Sadhan Sarker

Posted on Jan 29, 2020 • Edited on Feb 1, 2020

Python bypass anti-bot page and scrape it

#python #scrape #antibot #beginners

🔰 Today we are going to look an awesome python module, scrapping is fun if you try it previously. Scrapping & Crawling are common names, but they have a bit of difference. Web Crawling is basically what Google & Facebook etc do, it's looking for any information. On the other hand, Scrapping is targeted at certain websites, for specific data, e.g. for product information and price, etc.

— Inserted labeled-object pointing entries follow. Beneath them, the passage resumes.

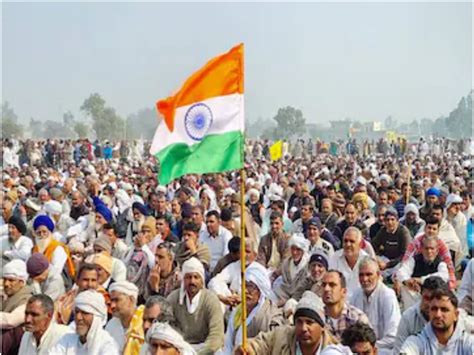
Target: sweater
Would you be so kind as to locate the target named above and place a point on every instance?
(205, 325)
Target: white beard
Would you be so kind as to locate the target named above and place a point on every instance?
(43, 243)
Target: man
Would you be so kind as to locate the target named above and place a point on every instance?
(416, 247)
(119, 248)
(361, 339)
(157, 309)
(307, 336)
(126, 326)
(348, 258)
(191, 246)
(402, 201)
(41, 331)
(215, 237)
(390, 242)
(293, 269)
(227, 283)
(90, 314)
(57, 253)
(12, 312)
(339, 314)
(164, 339)
(417, 316)
(444, 334)
(379, 303)
(16, 245)
(44, 279)
(417, 268)
(273, 247)
(197, 310)
(351, 219)
(313, 233)
(317, 267)
(432, 198)
(448, 234)
(163, 225)
(165, 276)
(412, 220)
(262, 313)
(456, 218)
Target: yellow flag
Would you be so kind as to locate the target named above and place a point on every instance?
(276, 150)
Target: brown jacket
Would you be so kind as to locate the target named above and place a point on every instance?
(281, 341)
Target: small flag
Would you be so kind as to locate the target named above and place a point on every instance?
(276, 150)
(203, 126)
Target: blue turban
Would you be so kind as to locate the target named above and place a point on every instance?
(104, 211)
(141, 208)
(43, 220)
(433, 191)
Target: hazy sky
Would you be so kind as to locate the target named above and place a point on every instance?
(331, 60)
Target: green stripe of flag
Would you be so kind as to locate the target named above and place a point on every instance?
(215, 153)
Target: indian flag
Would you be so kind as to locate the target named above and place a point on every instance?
(202, 130)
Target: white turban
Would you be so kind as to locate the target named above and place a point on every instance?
(53, 207)
(16, 269)
(92, 302)
(258, 275)
(298, 240)
(125, 287)
(164, 332)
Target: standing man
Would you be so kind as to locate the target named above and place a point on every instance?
(42, 332)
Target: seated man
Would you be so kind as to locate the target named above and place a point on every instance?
(414, 271)
(190, 246)
(126, 325)
(162, 338)
(348, 258)
(44, 279)
(41, 331)
(307, 336)
(16, 245)
(215, 237)
(293, 269)
(417, 316)
(90, 313)
(339, 313)
(390, 242)
(262, 313)
(379, 303)
(12, 313)
(197, 310)
(361, 339)
(317, 267)
(444, 334)
(165, 276)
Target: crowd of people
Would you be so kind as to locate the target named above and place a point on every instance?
(350, 248)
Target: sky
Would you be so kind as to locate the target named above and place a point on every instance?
(363, 61)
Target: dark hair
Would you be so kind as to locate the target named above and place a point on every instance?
(437, 207)
(342, 278)
(191, 227)
(85, 267)
(280, 204)
(275, 214)
(358, 333)
(111, 226)
(46, 302)
(226, 214)
(433, 283)
(432, 220)
(445, 292)
(234, 245)
(213, 213)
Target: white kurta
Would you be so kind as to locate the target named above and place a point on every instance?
(49, 339)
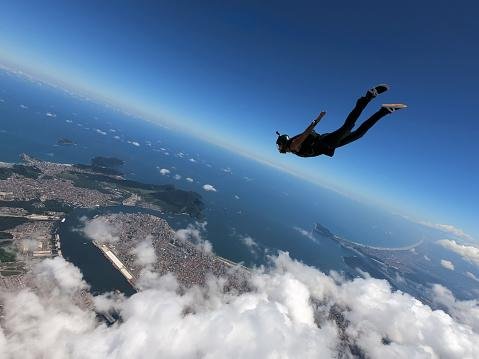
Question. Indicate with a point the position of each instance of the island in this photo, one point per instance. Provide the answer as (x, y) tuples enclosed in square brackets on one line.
[(36, 195)]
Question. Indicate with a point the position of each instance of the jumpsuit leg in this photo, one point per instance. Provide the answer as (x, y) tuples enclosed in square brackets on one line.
[(334, 138), (365, 126)]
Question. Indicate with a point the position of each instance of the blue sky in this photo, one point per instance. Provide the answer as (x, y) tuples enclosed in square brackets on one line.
[(238, 72)]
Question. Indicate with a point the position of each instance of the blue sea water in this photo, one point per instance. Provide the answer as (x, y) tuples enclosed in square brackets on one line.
[(251, 199)]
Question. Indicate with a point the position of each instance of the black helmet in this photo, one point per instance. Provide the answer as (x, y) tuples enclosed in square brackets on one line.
[(282, 142)]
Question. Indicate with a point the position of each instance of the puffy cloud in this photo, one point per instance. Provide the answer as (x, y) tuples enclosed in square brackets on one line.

Check Development Environment Ready or not

Before moving forward we need to check python is available or not. To do so, Open terminal or command line and hit below command,

python --version
Output: Python 2.7.16

Or,

python3 --version
Output: Python 3.8.0

If everything looks good like me, your python version might be different from me. So don't worry about it. If you see not found then install python from here.

Setup Virtual Environment

We need to create Virtual Environment, to avoid python modules, dependency or libraries version conflicting issues. So that we can ensure isolation, each project dependencies or libraries version can be maintained easily.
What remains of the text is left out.